If you don’t have any public keys in a device’s config.json the only way to authenticate is by the device sending your public key and username to Balena’s API to validate you’re allowed to connect. This is usually fine, and means that access can be revoked immediately if needed, but becomes problematic if the device has no connectivity to the Balena API. We had this happen recently where we could get to the device via an alternative route, but were unable to SSH in to fix things because auth failed.

We could pre-populate with one or more public keys attached to staff members, or a shared public key with the private key saved in 1Password to provide access to people, but then we’d need to rotate those keys on a regular basis to remain in compliance with security policies. Thankfully OpenSSH supports the used of signed keys, which allow a user’s public key to be cryptographically signed by a certificate authority, with devices permitting any key signed by that CA to authenticate. Signed keys can also have limitations attached around which users they’re valid for, expiry dates to be attached, and source IPs to be limited. You can find some background at OpenSSH/Cookbook/Certificate-based Authentication - Wikibooks, open books for an open world.

The missing piece for us was the need to configure Balena devices to accept our certificate authority’s signatures. Most of the tutorials out in the wild state that you need to update sshd_config for this, which would have required us forking balenaOS and managing our own images, however OpenSSH’s documentation mentions (buried deep in some options) that you can also do this via an authorized_keys file… the very same file that gets populated by adding keys to config.json.

The final step was getting that rolled out to our existing fleet of devices, which is very handily done using the script published at GitHub - balena-io-experimental/ssh-key-insert: Tooling to insert the relevant SSH keys into balena devices' configuration. to SSH into each device in turn, then add the CA’s public key to them.

2 Likes

Hi Jon,

This is really interesting, thanks for sharing.

Could you elaborate a bit on this section above?
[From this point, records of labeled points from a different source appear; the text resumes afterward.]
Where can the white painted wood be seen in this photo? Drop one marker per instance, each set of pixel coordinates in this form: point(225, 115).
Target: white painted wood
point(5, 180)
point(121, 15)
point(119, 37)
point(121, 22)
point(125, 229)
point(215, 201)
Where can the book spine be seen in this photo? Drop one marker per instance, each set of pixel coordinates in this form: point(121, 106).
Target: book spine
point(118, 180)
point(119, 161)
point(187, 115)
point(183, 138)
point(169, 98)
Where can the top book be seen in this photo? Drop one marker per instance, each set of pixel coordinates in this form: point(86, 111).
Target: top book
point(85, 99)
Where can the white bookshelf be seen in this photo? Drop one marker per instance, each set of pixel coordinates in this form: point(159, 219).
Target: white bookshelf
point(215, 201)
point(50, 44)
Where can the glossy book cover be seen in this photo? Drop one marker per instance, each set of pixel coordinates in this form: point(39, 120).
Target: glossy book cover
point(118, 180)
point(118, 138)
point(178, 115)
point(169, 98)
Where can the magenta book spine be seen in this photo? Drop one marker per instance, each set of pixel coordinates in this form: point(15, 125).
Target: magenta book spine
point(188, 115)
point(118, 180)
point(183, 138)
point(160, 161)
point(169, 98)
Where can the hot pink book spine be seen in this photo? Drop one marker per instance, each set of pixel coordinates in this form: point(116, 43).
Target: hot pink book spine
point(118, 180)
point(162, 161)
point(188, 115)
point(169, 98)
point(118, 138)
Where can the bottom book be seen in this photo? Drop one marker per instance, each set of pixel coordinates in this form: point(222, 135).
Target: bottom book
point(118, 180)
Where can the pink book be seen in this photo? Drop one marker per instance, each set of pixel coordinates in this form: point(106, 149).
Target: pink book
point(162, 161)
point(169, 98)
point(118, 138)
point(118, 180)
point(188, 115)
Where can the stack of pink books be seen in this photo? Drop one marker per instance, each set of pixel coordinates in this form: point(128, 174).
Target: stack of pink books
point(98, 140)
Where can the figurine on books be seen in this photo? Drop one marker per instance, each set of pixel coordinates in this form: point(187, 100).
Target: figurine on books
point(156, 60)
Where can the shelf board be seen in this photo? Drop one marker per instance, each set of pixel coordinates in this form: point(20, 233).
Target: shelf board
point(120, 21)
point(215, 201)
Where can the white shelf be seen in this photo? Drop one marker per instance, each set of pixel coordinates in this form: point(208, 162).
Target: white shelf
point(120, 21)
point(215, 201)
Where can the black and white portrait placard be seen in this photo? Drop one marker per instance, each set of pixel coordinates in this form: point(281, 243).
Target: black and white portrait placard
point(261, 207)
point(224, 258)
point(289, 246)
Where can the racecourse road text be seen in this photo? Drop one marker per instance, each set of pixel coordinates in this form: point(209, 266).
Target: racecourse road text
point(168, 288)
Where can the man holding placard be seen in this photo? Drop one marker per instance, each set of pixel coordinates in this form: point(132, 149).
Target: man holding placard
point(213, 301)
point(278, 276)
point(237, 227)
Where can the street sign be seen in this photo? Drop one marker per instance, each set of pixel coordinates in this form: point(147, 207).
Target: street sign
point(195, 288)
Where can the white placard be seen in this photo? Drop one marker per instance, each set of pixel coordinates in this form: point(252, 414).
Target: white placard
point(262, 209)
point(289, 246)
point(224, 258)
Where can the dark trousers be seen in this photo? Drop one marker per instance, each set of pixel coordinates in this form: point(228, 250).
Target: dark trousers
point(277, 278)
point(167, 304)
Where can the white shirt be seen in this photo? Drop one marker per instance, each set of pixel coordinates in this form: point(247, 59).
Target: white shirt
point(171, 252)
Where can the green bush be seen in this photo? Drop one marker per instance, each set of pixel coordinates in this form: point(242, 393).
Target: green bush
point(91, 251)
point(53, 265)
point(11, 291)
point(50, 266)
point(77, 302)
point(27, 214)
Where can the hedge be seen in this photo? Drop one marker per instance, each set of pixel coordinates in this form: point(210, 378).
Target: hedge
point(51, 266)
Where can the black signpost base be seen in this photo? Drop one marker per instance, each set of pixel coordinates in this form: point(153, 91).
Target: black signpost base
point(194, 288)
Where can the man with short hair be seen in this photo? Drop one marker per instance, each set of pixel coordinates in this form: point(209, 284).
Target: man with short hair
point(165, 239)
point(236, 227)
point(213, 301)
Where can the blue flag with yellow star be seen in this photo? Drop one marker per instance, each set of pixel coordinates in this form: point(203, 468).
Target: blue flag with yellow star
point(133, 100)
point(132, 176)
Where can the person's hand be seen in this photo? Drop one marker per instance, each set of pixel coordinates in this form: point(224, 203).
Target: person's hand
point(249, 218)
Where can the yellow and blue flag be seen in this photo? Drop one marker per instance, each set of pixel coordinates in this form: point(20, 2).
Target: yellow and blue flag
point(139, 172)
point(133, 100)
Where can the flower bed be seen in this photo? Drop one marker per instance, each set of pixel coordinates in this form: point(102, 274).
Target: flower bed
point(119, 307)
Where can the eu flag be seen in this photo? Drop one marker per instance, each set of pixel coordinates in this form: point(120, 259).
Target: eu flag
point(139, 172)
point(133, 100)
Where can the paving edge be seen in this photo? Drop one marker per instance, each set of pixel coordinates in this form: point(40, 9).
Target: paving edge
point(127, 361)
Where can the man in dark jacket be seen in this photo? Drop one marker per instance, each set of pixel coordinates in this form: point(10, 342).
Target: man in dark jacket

What certificate authority, were you able to modify and revoke those keys?

We’re currently running our own internal CA (which is an incredibly grand name to attach to a private key stored in 1Password, and a very short shell script to sign public keys with) - its effectively just following the instructions on the linked guide for certificate based auth. Everything is very manual which is generally fine given this is the last resort option for gaining access to devices in case of emergency. Day to day we’re still using key validation via the Balena API.

Key revocation isn’t possible using this setup as its not possible to push a key revocation list to devices via this method (and I’m not sure we’d want to via the path of rewriting config.json anyway), but we work around that by signing keys with a half an hour or so of validity. There is of course always a risk of key being compromised, but for our use case this is an acceptable balance when put along side the potential for remote devices being entirely inaccessible without sending out an engineer.

At some point in the future I’m likely to move from the current string and sticky tape solution to deploying something like Hashicorp Vault, which should allow us to exercise much tighter control of the CA key, and give us an audit log of when users have requested an SSH key be signed.

In an absolutely ideal world, this would all be supported as part of Balena Cloud, which I suspect could support running an SSH CA for each fleet of devices with balena ssh making a call to get the user’s public key signed.

1 Like

This is all really interesting, thanks for sharing. I am going to pass this around everyone on the team to have a read too. Could you let us know how things go with your move to Hashicorp Vault? It would be great to be able to follow this along.